The GDELT Project

Scaling GDELT For A New Era: Moving To Daemon Proxies For BigTable & GCS Using Agentic Gemini

Beneath its simple public APIs, datasets and interfaces, GDELT is powered by a massive globally distributed infrastructure that depends on BigTable and GCS for global storage and coordination. As GDELT's original monolithic pipelines have gradually been distributed into microservices, a growing bottleneck has been the CPU and latency of communication with these two GCP services in our legacy architecture. For resilience and scalability, microservices are globally distributed and completely isolated, with dozens running per VM across multiple programming languages and runtime frameworks. For GCS, its RESTful JSON API has allowed us to maintain reasonable performance even as our operations per second have increased enormously, but the SSL RESTful communications overhead has increasingly eaten into the available CPU cycles on each VM. In contrast, the overhead of dozens upon dozens of microservices and hundreds of batch processes communicating with BigTable, many using utility proxies to provide BigTable access to languages lacking client libraries, has become a major resource drain on VMs, consuming in some cases a very large portion of available CPU time.

To address this, we used agentic Gemini 3.1 Pro to develop two new daemon proxies that centralize all BigTable and GCS traffic for each VM. Written in Go, these daemons were designed to be relentlessly efficient, robust and scalable. Each GCE VM runs copies of these two daemons and all microservices and other processes on that VM that communicate with BigTable or GCS now does so via these daemon proxies using localhost HTTP. Rather than stream results via HTTP, all input and output are written to local RAMdisk files and those filenames passed to the daemon. For example, to write a batch of records to BigTable, a JSON request to the daemon might look like {"mode": "write", "inFile": "/dev/shm/tmp/recstowrite.jsonl", "table": "digtwin"} (one BigTable daemon is run per BigTable instance and threading is configurable at the daemon level). Given that all major programming languages natively support local HTTP requests, we can now trivially expand BigTable and GCS client support to all of our processes natively, allowing them to leverage the full optimizations of GCP's native BigTable and GCS client libraries.

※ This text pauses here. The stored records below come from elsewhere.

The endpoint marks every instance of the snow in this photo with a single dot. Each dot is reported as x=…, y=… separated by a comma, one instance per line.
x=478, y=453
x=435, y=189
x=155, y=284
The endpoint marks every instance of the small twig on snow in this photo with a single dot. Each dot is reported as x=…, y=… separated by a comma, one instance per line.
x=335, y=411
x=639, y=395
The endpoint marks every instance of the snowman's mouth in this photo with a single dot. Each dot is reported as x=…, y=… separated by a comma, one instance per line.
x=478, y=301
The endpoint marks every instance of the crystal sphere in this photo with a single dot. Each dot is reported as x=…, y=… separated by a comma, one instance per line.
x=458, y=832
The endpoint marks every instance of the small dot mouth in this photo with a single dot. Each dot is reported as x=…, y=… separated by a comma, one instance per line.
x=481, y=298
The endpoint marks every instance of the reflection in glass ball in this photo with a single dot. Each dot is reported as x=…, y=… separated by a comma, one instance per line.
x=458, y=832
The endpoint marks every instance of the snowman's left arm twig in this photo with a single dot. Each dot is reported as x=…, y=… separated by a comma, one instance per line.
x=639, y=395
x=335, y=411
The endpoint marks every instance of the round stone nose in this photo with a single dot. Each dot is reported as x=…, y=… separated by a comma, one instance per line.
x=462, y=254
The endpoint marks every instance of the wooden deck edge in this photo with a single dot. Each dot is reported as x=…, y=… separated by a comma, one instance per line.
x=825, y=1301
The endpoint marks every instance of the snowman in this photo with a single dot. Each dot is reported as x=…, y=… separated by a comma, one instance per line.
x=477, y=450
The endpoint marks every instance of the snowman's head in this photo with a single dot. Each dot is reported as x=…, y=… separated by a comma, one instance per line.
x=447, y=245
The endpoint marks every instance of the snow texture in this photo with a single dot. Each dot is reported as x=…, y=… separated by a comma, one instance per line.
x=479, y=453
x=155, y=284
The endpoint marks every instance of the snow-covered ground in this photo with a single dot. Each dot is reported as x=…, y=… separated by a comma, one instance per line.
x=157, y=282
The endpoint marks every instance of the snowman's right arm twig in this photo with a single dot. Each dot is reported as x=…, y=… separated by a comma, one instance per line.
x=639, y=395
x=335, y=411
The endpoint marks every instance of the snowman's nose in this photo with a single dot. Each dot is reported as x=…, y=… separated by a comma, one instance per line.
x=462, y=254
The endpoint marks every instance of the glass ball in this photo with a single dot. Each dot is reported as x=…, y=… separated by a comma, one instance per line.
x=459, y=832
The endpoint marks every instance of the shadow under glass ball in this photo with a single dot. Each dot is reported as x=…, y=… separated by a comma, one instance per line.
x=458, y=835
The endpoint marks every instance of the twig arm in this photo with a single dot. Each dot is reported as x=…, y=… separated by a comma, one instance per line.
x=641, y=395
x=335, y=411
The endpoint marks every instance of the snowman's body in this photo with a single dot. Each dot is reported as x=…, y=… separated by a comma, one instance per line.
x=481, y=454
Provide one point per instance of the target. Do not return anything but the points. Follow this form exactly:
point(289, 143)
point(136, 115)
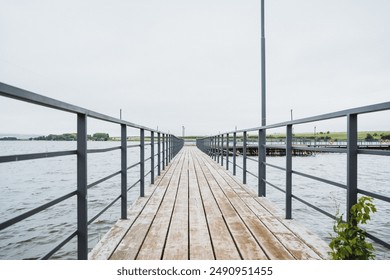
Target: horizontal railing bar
point(92, 151)
point(104, 210)
point(21, 157)
point(30, 97)
point(318, 149)
point(374, 195)
point(252, 159)
point(314, 207)
point(32, 212)
point(103, 179)
point(149, 158)
point(59, 246)
point(254, 175)
point(134, 165)
point(275, 147)
point(374, 152)
point(320, 179)
point(133, 146)
point(274, 166)
point(133, 185)
point(360, 110)
point(274, 186)
point(378, 240)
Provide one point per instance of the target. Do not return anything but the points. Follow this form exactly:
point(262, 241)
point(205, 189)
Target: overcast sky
point(196, 63)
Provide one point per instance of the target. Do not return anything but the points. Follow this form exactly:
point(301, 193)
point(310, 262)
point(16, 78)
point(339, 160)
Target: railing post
point(123, 171)
point(215, 148)
point(218, 147)
point(166, 149)
point(163, 154)
point(227, 151)
point(234, 152)
point(158, 154)
point(289, 172)
point(82, 203)
point(152, 157)
point(262, 156)
point(244, 158)
point(352, 162)
point(170, 147)
point(221, 150)
point(142, 163)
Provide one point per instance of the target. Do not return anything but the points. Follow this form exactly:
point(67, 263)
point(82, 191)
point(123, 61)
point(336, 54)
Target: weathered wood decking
point(199, 211)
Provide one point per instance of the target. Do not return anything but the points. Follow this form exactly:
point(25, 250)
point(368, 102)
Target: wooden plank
point(130, 245)
point(106, 246)
point(153, 245)
point(264, 207)
point(200, 243)
point(265, 238)
point(223, 245)
point(176, 247)
point(312, 240)
point(292, 243)
point(246, 244)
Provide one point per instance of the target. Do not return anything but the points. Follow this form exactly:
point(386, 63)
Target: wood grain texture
point(197, 210)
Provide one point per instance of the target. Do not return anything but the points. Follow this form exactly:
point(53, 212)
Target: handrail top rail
point(34, 98)
point(358, 110)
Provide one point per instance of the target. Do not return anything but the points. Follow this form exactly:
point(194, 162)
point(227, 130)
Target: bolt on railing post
point(234, 152)
point(123, 171)
point(227, 151)
point(222, 138)
point(152, 157)
point(262, 155)
point(163, 153)
point(158, 154)
point(142, 163)
point(352, 162)
point(244, 157)
point(82, 203)
point(289, 172)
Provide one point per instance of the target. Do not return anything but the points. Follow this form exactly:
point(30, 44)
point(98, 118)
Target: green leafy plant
point(350, 242)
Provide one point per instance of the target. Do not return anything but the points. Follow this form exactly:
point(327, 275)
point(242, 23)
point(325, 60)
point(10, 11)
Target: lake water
point(25, 185)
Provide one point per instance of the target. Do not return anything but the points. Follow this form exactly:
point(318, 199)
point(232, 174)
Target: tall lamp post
point(263, 99)
point(262, 133)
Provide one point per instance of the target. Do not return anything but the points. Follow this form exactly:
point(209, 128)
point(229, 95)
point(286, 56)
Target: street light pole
point(263, 99)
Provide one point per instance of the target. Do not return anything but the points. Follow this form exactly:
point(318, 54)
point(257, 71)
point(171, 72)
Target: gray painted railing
point(218, 147)
point(167, 147)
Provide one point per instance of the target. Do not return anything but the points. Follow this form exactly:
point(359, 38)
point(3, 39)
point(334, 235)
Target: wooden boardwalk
point(198, 211)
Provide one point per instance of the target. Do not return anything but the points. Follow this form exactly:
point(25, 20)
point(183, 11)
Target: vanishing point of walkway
point(198, 211)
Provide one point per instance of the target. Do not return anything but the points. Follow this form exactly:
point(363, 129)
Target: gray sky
point(196, 63)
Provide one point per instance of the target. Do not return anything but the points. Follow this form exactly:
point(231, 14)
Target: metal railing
point(222, 147)
point(167, 147)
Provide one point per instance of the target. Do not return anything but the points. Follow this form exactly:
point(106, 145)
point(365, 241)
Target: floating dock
point(196, 210)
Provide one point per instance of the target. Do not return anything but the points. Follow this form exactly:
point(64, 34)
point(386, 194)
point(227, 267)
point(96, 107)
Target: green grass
point(334, 135)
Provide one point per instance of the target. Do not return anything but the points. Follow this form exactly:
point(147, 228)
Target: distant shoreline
point(101, 136)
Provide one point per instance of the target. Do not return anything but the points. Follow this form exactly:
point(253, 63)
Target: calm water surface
point(25, 185)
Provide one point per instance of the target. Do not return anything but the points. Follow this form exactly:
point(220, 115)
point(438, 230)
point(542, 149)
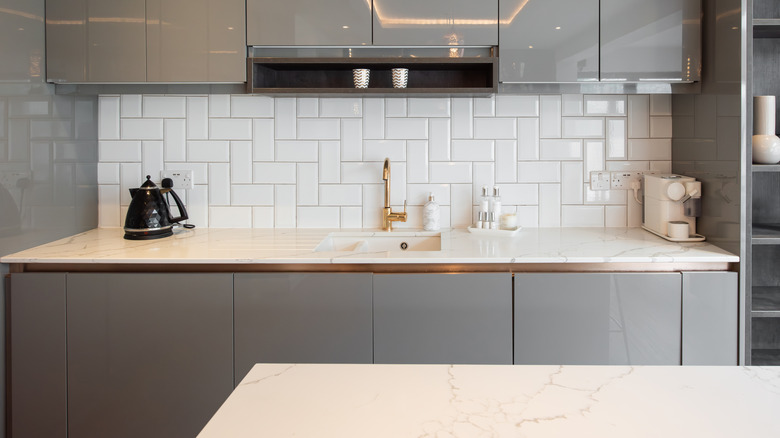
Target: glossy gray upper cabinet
point(195, 41)
point(308, 22)
point(650, 40)
point(95, 41)
point(549, 40)
point(435, 22)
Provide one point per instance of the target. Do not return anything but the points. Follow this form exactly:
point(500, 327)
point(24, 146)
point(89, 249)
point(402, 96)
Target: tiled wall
point(316, 162)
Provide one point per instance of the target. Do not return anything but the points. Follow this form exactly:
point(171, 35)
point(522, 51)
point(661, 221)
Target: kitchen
point(281, 166)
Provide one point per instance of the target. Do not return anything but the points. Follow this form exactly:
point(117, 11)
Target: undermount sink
point(380, 241)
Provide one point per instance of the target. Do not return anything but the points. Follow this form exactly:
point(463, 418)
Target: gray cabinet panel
point(195, 41)
point(308, 22)
point(440, 22)
point(148, 354)
point(549, 41)
point(443, 318)
point(37, 362)
point(650, 40)
point(710, 325)
point(302, 318)
point(597, 319)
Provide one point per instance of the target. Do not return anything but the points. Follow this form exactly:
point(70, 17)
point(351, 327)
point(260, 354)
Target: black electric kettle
point(149, 216)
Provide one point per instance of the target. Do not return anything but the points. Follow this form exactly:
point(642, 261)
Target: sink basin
point(380, 241)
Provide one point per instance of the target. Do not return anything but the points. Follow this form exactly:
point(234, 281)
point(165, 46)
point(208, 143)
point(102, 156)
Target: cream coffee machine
point(672, 204)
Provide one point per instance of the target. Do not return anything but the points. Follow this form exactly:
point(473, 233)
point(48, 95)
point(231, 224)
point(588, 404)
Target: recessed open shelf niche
point(476, 76)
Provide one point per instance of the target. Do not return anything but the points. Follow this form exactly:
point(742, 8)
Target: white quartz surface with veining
point(235, 246)
point(437, 401)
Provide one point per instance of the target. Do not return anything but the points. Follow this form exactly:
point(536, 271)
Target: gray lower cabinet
point(302, 318)
point(37, 369)
point(443, 318)
point(598, 319)
point(149, 355)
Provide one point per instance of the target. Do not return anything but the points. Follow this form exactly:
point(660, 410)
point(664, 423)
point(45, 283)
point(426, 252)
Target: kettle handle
point(180, 205)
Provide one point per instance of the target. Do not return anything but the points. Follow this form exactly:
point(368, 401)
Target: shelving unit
point(473, 76)
point(762, 267)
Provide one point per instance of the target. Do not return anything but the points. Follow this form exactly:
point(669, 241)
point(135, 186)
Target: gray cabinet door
point(308, 22)
point(710, 324)
point(443, 318)
point(149, 355)
point(597, 319)
point(435, 22)
point(195, 41)
point(549, 41)
point(302, 318)
point(37, 368)
point(650, 40)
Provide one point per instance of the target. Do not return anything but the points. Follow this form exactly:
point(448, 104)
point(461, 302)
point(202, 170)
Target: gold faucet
point(388, 215)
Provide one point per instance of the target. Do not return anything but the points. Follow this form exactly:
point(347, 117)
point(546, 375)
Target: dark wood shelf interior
point(334, 75)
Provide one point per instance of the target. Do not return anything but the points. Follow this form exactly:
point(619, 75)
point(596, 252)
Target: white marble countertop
point(273, 246)
point(396, 401)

We are already seeing massive scalability and efficiency gains from these new daemons, as now a single connection pool can be shared across the entire VM and communication is via gRPC and long-lived connections rather than stateless RESTful APIs and single-use utilities.

Most powerfully, agentic Gemini 3 Pro was used to write benchmark daemons in each of the languages with supported client libraries, with the Go-based daemon coming out as the ultimate winner in balancing raw performance, robustness and long-term stability and resource efficiency.

In fact, this agentic development workflow has been so successful that we are now transitioning our streaming GCS writers to a purpose-built Go utility that is showing a 90% reduction in CPU overhead and 60x+ reduction in clocktime for large streaming GCS writes on heavily loaded VMs compared with our previous architecture!